Due to the lockdown impact in Europe, imports of cheap french fries to New Zealand is causing prices to dip and challenge local growers and makers of french fries. The news reports are found here and here.
I was surprised to find a website called Potato News Today which traces the potato industry. It reported thus:
Globally, the disruption of supply chains, and particularly sales to hospitality, by virtue of COVID-19 restrictions has led to the complete collapse of potato prices in major production centres, in particular the European Union (EU).
This will shortly lead to extraordinary price reductions in frozen potato chips from the EU. It’s expected that a similar collapse will be seen in other parts of the northern hemisphere, in particular in North America. The EU currently have approximately 2.6 million tonnes surplus frozen fries.

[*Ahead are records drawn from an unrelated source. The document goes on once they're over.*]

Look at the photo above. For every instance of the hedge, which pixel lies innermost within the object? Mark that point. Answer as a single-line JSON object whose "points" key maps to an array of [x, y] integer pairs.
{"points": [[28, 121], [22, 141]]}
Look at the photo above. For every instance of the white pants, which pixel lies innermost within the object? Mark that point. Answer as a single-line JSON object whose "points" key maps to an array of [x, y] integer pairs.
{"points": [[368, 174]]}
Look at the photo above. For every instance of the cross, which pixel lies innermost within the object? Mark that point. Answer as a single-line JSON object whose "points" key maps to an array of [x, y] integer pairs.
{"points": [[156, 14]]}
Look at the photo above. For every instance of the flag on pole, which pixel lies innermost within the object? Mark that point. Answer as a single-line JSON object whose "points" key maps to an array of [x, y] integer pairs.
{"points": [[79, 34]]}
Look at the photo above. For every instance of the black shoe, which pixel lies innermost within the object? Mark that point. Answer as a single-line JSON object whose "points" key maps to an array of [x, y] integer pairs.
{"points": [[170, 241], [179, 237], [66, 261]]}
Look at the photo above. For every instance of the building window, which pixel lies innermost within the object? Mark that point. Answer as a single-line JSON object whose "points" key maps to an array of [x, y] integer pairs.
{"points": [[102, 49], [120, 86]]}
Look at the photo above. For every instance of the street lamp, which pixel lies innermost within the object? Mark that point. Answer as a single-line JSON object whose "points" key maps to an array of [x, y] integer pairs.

If urgent steps are not put in place to prevent it, New Zealand is likely to be swamped by imports of frozen potato chips at those extraordinary prices. That, together with the existing impact of the current pandemic will in turn cause the New Zealand potato-growing and potato-processing industries to suffer severe and prolonged damage.Familiar points when domestic industry is hit by a surge of imports. The multilateral trade rules do provide for possible action - raising applied tariffs if within bound rates, imposing anti-dumping duties or taking safeguard measures.
However, is the surge of imports a manifestation of the market or a deliberate attempt to off load cheap french fries in the Kiwi market? How do losers in this episode react - do they believe in the virtues of a free trading system based on comparative advantages? Is the fall in prices due to the market, an interplay of demand and supply, or a deliberate attempt to undercut competition?